Dans cette intervention, je propose d'interroger ces deux concepts au regard des données de terrain de ma thèse de doctorat, qui porte sur les cultures professionnelles et l'identité collective des ouvriers métallurgistes de Bhopal. Le terrain a été comparatif : il porte d'une part sur des ouvriers urbains travaillant dans des ateliers de mécanique, de carrosserie et de fabrication de meubles disséminés dans la vieille ville de Bhopal. Ces derniers vivent dans des ensembles complexes et fragmentés de quartiers pauvres appelés « colonies » et de bidonvilles. Le second groupe d'ouvriers étudiés est à majorité hindoue, il s'agit en fait de ruraux, vivant dans l'arrière-pays mais travaillant dans des chantiers de viaducs autour de Bhopal comme ferrailleurs.
Je montrerai que ces deux populations ouvrières sont soumises à de nombreux aspects de ce que l'on pourrait appeler « précarité », dans et en dehors du travail, mais que ce concept ne doit pas ici être entendu comme un facteur d'exclusion sociale au sens de rupture des liens sociaux et communautaires. Au contraire, bien que partageant sous bien des angles des conditions de vie, d'existence et de travail comparable, ces personnes sont très fortement intégrés dans des dynamiques identitaires relevant du communautaire et enserrés dans des hiérarchies complexes mais extrêmement structurantes. Ce qui montre que la précarité indienne a une configuration sociale et une histoire qui lui sont propres. Ceci rend également problématique toute analyse supposant une identité basée sur la classe même si la conscience d'appartenir à un corps d'ouvriers, précaires ou non, existe. Ainsi, leur cultures professionnelles qui sont pourtant très fortes ne produisent ni d'identité collective, ni même de « culture ouvrière » à proprement parler, même s'il existe des cultures populaires et qu'il serait essentialiste de les réduire au seul fait communautaire. Je développerais donc l'hypothèse selon laquelle les cultures professionnelles de ces ouvriers ne structurent pas de manière décisive leurs environnements socio-culturels mais qu'elles doivent plutôt être réinterprétées au regard de cet environnement et vues comme des valeurs qui permettent, en plus de s'intégrer dans sa profession, de s'opposer aux représentations qu'ont les ouvriers de la culture dominante. Leur appropriation produit donc une efficacité symbolique au niveau de la manière dont ils se représentent dans la société indienne : cela leur permet de revendiquer leur utilité sociale.
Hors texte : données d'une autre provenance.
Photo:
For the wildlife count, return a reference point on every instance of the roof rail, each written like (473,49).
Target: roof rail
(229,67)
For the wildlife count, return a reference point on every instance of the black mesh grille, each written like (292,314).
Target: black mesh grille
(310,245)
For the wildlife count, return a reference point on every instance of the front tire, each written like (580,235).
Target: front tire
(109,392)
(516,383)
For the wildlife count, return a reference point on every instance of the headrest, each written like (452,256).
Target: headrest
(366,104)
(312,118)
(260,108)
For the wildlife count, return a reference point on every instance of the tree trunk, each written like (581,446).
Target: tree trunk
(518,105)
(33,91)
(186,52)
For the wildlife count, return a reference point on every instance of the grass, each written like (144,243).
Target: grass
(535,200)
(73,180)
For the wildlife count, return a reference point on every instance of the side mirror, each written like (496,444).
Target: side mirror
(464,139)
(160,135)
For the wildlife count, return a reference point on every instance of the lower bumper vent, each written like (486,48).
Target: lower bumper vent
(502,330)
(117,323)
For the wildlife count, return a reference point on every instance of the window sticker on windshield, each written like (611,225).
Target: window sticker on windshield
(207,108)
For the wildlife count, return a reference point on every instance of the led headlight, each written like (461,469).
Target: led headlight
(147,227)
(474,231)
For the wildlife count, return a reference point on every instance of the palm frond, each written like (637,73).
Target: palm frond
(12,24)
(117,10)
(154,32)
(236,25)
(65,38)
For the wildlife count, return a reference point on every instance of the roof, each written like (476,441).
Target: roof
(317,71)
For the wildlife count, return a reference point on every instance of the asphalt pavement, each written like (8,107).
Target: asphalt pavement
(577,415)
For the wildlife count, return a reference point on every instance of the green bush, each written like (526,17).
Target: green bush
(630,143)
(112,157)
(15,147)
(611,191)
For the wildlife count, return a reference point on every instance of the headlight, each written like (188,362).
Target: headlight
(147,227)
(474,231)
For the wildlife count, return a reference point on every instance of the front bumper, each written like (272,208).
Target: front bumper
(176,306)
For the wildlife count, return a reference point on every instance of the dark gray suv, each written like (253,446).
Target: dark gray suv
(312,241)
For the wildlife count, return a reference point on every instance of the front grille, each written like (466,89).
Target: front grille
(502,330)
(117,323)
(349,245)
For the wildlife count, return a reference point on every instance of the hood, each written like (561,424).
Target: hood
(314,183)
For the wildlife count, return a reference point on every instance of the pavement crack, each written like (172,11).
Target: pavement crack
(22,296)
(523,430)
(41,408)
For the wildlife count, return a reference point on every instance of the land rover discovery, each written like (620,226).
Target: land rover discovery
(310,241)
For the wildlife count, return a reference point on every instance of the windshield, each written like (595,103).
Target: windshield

In this communication, I will question these two concepts with the data from my PHD thesis which focuses on professionnal cultures and collective indentity amongst the metal workers of Bhopal. The fieldwork has been comparative : it focuses on urban laborers working in small workshops as well as on migrant laborers working in contruction sites.
I will show that these two workers populations are, in numerous aspects, into what we could call "precariousness" during and after work, but that this concept must not be understodd in terms of breaking up the social and communautarian bonds. In opposite, although they share comparable living and working conditions, these people are strongly integrated in communautarian identitary processes, and embedded in complex but very structuring hierarchies. Which is showing that Indian precariousness has got specific historical and social configurations. Therefore, using the concept of class identity is somehow problematic although the consciousness to be part of a group of laborers, precarious or not, exists. But their strong professionnal cultures are not producing a collective identity, nor even a "laborer's culture", although there are popular cultures that cannot be reduced to communautarian ones. I will sustain the hypotesis stating that if the professional cultures of these workers do not structurate their socio-economic environnement in a decisive manner, they have to be reinterpreted alongside this environnement and must be seen as values that provide intergration in one's profession as well as they allow them to oppose somehow the dominant culture.